Tariffe alte, gli ambulanti vanno via

13 Febbraio 2019

La consigliera Toppi: «Va dimezzata la tassa di occupazione»

MANOPPELLO. Si lamentano gli ambulanti per il raddoppio della tariffa di occupazione di suolo pubblico nel mercato, operato dal Comune a settembre 2018 per i mercati nel centro storico e dello Scalo. Di queste rimostranze si fa interprete la consigliera di minoranza di Alternativa, Barbara Toppi, che propone una modifica del regolamento che disciplina le quote tariffarie per andare incontro ai commercianti e garantire la loro partecipazione ai mercati, visto che negli ultimi tempi in molti lo hanno disertato. La lievitazione dell’imposta giornaliera è dovuta principalmente, per lo Scalo, allo spostamento del mercato in piazza Zambra, in un’area in cui le tariffe sono più alte di circa il 43%, ma in parte è dovuta anche alle rimisurazioni degli spazi concessi e all’imposizione di una ulteriore tassa, fino ad oggi mai pagata: la Tarig, tassa giornaliera sui rifiuti. «Fattori», fa notare Toppi, «che hanno fatto sì che un commerciante spuntista, che non ha un posteggio assegnato, ma occupa quelli temporaneamente lasciati liberi dai titolari, con una bancarella di 40 mq, tra Cosap e Tari oggi paga 11 euro/giorno, mentre fino a qualche mese fa pagava 5/6 euro.

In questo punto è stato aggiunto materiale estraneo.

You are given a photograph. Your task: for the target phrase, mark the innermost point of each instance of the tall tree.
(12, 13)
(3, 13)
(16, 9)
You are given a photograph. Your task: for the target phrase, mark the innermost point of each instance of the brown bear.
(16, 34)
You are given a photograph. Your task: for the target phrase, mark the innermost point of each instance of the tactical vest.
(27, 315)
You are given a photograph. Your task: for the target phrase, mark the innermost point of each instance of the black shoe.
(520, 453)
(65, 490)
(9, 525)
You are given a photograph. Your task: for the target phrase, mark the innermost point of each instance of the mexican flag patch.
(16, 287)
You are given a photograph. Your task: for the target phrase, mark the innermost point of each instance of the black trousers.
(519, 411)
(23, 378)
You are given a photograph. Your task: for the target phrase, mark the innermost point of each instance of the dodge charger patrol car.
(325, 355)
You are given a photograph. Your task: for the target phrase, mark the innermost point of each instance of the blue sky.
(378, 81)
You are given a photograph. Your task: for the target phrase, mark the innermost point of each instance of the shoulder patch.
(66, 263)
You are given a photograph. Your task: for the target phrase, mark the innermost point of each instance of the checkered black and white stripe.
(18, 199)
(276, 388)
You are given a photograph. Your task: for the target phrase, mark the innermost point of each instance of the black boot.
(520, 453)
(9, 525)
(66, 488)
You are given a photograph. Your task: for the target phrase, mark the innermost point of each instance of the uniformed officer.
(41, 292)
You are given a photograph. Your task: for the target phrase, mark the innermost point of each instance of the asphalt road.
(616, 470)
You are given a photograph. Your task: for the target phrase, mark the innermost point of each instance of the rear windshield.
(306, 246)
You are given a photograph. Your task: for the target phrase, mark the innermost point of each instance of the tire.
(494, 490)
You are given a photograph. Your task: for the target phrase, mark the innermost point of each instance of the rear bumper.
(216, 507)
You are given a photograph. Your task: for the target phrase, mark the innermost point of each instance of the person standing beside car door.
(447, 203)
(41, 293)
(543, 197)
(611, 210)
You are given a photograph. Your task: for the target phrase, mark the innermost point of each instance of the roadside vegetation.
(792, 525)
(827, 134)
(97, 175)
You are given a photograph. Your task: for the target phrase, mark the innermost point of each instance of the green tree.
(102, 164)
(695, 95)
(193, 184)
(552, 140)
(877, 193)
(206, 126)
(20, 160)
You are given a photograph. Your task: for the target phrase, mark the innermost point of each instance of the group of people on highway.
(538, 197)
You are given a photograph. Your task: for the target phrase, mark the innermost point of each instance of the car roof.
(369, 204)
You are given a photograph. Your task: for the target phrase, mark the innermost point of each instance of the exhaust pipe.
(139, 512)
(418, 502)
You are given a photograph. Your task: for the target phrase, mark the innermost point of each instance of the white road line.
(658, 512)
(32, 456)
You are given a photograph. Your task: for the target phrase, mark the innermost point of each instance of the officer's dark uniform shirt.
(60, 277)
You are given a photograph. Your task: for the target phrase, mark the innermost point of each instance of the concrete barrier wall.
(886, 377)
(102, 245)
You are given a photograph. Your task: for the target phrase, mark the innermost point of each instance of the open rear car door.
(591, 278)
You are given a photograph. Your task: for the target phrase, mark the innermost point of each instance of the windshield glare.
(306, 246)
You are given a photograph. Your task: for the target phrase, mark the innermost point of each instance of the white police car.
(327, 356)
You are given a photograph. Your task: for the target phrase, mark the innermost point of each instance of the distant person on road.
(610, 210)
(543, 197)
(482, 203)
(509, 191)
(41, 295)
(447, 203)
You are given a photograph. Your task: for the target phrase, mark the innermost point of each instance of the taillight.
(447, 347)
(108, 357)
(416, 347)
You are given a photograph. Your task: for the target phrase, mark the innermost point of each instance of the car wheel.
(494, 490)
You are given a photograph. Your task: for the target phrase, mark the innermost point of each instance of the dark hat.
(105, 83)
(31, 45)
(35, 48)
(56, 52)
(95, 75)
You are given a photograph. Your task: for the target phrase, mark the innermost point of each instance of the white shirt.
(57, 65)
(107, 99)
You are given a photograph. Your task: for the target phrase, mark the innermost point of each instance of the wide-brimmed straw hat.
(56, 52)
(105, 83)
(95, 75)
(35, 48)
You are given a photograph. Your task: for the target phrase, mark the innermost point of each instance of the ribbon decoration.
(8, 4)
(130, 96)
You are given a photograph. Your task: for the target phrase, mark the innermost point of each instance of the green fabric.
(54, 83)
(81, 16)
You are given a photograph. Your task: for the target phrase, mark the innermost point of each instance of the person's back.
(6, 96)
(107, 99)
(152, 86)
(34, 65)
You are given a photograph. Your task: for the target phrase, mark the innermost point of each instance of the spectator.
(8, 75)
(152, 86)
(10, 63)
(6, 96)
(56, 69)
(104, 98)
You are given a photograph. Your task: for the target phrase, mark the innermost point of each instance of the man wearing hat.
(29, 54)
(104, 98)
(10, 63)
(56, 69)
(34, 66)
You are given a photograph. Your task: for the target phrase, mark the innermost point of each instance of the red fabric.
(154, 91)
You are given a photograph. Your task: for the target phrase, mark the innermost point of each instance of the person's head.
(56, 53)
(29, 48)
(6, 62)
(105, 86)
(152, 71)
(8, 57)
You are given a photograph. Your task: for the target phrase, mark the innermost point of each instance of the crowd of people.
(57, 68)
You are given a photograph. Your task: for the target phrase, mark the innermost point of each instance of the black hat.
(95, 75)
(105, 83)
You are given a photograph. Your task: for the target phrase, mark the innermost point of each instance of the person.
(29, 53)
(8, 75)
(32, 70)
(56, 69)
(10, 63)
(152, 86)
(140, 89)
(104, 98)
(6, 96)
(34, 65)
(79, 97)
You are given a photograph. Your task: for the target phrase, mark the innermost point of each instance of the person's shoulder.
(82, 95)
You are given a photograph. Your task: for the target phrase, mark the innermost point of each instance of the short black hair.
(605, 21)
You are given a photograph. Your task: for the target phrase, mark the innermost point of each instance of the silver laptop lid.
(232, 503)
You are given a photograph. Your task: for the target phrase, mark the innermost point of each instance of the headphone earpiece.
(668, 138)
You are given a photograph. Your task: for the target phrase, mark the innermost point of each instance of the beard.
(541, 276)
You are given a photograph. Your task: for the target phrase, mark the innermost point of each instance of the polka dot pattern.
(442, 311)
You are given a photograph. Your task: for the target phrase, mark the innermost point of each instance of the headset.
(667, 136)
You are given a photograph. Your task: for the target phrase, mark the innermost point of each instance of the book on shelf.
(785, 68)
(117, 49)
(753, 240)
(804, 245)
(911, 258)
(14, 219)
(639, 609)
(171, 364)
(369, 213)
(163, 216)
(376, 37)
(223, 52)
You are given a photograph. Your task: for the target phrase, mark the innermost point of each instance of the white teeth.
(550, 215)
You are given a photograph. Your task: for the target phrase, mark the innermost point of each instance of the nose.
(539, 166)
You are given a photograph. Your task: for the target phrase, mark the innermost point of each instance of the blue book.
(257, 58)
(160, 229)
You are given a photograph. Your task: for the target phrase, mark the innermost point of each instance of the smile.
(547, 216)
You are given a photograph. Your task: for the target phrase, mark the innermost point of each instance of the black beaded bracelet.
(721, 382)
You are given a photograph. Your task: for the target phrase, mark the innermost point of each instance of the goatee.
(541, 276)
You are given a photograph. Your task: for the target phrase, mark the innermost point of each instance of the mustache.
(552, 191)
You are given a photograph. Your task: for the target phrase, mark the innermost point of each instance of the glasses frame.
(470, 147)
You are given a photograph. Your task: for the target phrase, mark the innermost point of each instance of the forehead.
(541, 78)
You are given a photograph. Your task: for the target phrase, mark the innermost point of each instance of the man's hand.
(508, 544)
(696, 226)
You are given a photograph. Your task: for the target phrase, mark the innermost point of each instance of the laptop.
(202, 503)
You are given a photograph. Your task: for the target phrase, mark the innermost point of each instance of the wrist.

Il prezzo si dimezza, invece, per coloro che hanno un posto fisso. E qui subentra un'altra beffa», va avanti la consigliera.
«Molti spuntisti, sono commercianti storici dei mercati di Manoppello, che occupano stabilmente le stesse postazioni, ma che non possono vedersi assegnati definitivamente il posteggio in quanto le aree possono essere assegnate solo tramite bandi. E il Comune non ha mai messo a bando i posteggi liberi. In tanti», va avanti Toppi, «mi hanno riferito che una cifra tale non viene richiesta neppure per i mercati più frequentati, come quelli di Scafa o di Chieti scalo, dove gli incassi sono decisamente superiori». Di qui l’abbandono, da parte di molti commercianti, del mercato di Manoppello. «Il mercato del sabato allo Scalo», riprende Toppi, «ha una media giornaliera di spuntisti di 14 banchi. In ogni giornata si riscuotono circa 100 euro, in un anno sono circa 5.200 euro. Il mercato del venerdì del centro storico, invece, ha una media giornaliera di spuntisti di 10 banchi, con un incasso giornaliero di circa 50 euro e, annuale, di circa 2.600. Complessivamente, gli spuntisti versano annualmente alle casse comunali circa 7.800 euro per Cosap e 1.300 euro per la Tari». Dimezzare almeno la tassa di posteggio - secondo Toppi - non manderebbe in bancarotta il Comune: «Si tratta di meno di 4 mila euro, con i commercianti che continuerebbero a frequentare il mercato e a garantire l’introito».